In the second, he learned “the value of work.” If he maintained his determination to save to complete his graphic design studies (instead of wasting money), it was thanks to the discipline instilled in him as a child in Japan.

Work with which he participated in the Nikkei Young Art Salon. (Photos: personal archive)

For this reason, he thanks again and again for the training that Japan provided him, and which he applies to this day in his personal life and work. Of course, with balance, a word that he mentions several times throughout the interview. It is key in your life. For him it means not going to any extreme and trying to embrace the best of both cultures.

Balance means, for example, being punctual and orderly, like the Japanese, but not getting bogged down in the hierarchical rigidity that characterizes them, but rather managing with flexibility like the Peruvians.

Now, despite everything that Japan has given him, Masaki is clear that he feels “purely Peruvian.”

Japan, he says, is the father of genes, of roots, the upright progenitor, while Peru is the father of affections, of flourishing as a human being.

In Peru he enjoys an “affective connection” absent in Japan.

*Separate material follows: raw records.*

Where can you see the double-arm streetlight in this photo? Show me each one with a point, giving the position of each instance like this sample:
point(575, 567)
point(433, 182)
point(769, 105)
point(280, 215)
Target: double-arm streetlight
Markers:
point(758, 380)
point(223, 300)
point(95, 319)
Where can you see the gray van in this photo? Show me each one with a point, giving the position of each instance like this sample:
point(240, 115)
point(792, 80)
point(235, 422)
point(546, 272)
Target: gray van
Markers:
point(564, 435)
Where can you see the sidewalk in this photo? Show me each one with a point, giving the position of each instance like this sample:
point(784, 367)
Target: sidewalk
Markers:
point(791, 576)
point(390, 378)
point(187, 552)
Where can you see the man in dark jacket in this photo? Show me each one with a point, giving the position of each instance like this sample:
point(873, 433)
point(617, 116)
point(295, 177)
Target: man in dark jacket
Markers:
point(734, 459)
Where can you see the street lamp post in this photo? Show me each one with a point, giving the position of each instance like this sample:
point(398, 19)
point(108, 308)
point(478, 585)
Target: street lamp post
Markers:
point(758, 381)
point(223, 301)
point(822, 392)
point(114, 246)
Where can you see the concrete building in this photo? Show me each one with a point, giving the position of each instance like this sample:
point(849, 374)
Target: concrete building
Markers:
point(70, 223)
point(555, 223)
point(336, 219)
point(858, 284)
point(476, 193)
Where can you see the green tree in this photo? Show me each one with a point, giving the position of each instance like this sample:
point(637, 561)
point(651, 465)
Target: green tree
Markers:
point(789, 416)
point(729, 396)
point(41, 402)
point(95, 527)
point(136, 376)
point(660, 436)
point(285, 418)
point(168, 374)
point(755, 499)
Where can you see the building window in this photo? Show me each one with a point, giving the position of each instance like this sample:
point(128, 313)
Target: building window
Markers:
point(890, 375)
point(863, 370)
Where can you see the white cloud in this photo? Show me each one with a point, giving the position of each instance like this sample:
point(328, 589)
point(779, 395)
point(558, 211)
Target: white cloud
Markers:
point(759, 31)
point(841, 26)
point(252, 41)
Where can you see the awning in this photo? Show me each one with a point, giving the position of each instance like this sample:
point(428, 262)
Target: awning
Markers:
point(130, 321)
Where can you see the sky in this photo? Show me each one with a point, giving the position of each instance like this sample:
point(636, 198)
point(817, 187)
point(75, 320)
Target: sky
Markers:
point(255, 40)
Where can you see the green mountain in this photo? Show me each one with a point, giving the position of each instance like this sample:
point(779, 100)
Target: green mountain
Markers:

“There they hug you with the right ones. On the other hand, here it is a hug, a kiss. I learned to open myself to those behaviors that I like. I like to be affectionate. Finally, that is human beings, we are not as robots as there. There (they are) very robotic, very distant. That's why I have that balance.”

© 2023 Enrique Higa

dekasegi foreign workers generations identity Japan Masaki Gaja migration Nikkei in Japan Peru Sansei soccer sports
About the Author

Enrique Higa is a Sansei (third-generation or grandchild of Japanese immigrants) from Peru. He is a journalist and Lima correspondent for International Press, a Spanish-language weekly paper published in Japan. He is also a co-editor and writer for Kaikan magazine, published by the Japanese-Peruvian Association.